Mapping from PDDL built-in functions to Julia functions.

source

PDDL.modifier_def — Function

modifier_def(name)

Mapping from PDDL modifiers (i.e. in-place assignments) to PDDL functions.

source

These mappings can also be accessed in dictionary form with the following utility functions:

PDDL.global_datatypes — Method

global_datatypes()

Return dictionary mapping global datatype names to implementations.

source

PDDL.global_predicates — Method

global_predicates()

Return dictionary mapping global predicate names to implementations.

source

PDDL.global_functions — Method

global_functions()

Return dictionary mapping global function names to implementations.

source

PDDL.global_modifiers — Method

global_modifiers()

Return dictionary mapping global modifier names to implementations.

source

Datatypes

By default, PDDL.jl supports fluents with Boolean and numeric values. These correspond to the PDDL datatypes named boolean, integer, number and numeric, and are implemented in Julia with the Bool, Int and Float64 types:

PDDL.datatype_def(::Val{:boolean}) = (type=Bool, default=false)
PDDL.datatype_def(::Val{:integer}) = (type=Int, default=0)
PDDL.datatype_def(::Val{:number}) = (type=Float64, default=1.0)
PDDL.datatype_def(::Val{:numeric}) = (type=Float64, default=1.0)
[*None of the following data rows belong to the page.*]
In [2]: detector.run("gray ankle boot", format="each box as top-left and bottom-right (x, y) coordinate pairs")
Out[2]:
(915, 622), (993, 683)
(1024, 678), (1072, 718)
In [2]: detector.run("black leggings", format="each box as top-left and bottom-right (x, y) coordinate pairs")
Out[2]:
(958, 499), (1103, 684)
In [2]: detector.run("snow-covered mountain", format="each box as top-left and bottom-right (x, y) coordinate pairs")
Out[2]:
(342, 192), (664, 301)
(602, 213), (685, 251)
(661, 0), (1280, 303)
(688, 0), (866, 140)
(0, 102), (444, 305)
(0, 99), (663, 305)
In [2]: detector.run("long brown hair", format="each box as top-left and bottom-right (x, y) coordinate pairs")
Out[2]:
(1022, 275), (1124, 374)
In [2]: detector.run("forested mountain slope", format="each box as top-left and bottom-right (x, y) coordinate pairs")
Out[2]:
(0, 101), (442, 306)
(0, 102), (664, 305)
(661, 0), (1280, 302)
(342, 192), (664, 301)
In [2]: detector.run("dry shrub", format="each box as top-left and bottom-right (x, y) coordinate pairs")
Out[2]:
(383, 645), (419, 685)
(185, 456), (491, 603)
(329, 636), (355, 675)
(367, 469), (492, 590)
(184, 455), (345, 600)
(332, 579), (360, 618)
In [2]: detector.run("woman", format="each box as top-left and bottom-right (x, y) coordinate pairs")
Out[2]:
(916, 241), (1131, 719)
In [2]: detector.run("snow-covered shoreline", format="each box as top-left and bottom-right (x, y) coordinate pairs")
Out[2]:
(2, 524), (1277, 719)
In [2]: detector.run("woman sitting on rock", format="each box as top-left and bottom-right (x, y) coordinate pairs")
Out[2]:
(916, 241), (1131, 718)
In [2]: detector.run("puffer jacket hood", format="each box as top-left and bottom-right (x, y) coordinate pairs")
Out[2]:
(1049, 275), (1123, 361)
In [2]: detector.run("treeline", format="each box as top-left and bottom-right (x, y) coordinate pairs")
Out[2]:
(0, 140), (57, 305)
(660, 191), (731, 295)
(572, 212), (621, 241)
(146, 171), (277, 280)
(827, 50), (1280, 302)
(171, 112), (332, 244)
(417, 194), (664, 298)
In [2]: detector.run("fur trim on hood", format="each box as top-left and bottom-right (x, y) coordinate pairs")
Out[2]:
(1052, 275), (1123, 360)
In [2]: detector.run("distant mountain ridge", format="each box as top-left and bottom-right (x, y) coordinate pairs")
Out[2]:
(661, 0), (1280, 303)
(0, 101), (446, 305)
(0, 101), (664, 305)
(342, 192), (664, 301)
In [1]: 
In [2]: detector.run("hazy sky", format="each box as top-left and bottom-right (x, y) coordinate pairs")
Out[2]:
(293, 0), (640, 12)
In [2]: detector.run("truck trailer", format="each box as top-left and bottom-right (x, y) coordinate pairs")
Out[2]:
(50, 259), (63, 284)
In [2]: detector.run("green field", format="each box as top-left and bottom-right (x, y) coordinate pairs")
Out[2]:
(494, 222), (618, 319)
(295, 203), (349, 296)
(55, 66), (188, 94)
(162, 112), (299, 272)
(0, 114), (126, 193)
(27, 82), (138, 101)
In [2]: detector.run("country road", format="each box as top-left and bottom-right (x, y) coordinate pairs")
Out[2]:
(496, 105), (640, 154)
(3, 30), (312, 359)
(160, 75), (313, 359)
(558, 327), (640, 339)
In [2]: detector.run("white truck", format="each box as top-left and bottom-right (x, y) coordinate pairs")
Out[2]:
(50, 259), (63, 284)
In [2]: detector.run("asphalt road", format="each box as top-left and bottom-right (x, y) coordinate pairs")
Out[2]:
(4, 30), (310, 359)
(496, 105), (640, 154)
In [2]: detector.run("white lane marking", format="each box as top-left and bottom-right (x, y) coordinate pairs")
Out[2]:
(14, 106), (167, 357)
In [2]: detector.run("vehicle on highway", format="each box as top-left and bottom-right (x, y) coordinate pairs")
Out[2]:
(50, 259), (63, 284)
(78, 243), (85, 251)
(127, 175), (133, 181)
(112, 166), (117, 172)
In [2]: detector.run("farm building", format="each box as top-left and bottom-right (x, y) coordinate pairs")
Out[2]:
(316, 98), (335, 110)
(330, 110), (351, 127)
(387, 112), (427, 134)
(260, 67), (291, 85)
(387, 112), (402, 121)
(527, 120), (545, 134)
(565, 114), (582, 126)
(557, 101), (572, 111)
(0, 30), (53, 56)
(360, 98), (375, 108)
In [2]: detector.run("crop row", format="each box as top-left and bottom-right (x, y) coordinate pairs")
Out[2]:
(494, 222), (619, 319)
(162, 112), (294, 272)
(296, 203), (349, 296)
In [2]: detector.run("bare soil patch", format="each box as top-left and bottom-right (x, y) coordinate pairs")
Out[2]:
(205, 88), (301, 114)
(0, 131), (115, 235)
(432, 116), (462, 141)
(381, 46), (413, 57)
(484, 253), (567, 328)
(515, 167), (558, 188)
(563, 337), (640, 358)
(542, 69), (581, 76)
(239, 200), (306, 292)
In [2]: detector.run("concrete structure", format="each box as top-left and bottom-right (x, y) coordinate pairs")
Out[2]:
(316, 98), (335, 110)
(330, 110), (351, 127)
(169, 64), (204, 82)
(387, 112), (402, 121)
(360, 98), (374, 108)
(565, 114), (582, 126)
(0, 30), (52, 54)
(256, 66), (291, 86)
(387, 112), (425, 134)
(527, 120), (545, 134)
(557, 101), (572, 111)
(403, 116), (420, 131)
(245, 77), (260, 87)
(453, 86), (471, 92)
When declaring a function in a PDDL domain, it is possible to denote its (output) type as one of the aforementioned types. For example, the distance between two cities might be declared to have a number type:

(distance ?c1 - city ?c2 - city) - number

Predicates and Functions

PDDL.jl also supports built-in predicates and functions for comparisons and arithmetic operations. Since these functions can be used in any PDDL domain, they are called global functions. Global predicates and functions are implemented by mapping them to Julia functions:

# Built-in predicates
PDDL.predicate_def(::Val{:(==)}) = PDDL.equiv
PDDL.predicate_def(::Val{:<=}) = <=
PDDL.predicate_def(::Val{:>=}) = >=
PDDL.predicate_def(::Val{:<}) = <
PDDL.predicate_def(::Val{:>}) = >

# Built-in functions
PDDL.function_def(::Val{:+}) = +
PDDL.function_def(::Val{:-}) = -
PDDL.function_def(::Val{:*}) = *
PDDL.function_def(::Val{:/}) = /

Modifiers

Finally, PDDL.jl supports modifier expressions such as (increase fluent val), which modifies the current value of fluent by val, setting the new value of fluent to the modified value. Like global functions, modifiers are implemented by mapping their names to corresponding Julia functions:

PDDL.modifier_def(::Val{:increase}) = :+
PDDL.modifier_def(::Val{:decrease}) = :-
PDDL.modifier_def(::Val{Symbol("scale-up")}) = :*
PDDL.modifier_def(::Val{Symbol("scale-down")}) = :/

Adding Types, Predicates and Functions

To add a new global datatype, predicate, function, or modifier to PDDL, it is enough to define a new method of PDDL.datatype_def, PDDL.predicate_def, PDDL.function_def, or PDDL.modifier_def respectively. Alternatively, one can use the @register macro to register new implementations at compile-time:

PDDL.@register — Macro

@register([:datatype|:predicate|:function|:modifier|:converter], name, x)

source

In scripting contexts, run-time registration and de-registration can be achieved using PDDL.register! and PDDL.deregister!:

PDDL.register! — Function

register!([:datatype|:predicate|:function|:modifier|:converter], name, x)

Top-Level Only

Because register! defines new methods, it should only be called at the top-level in order to avoid world-age errors.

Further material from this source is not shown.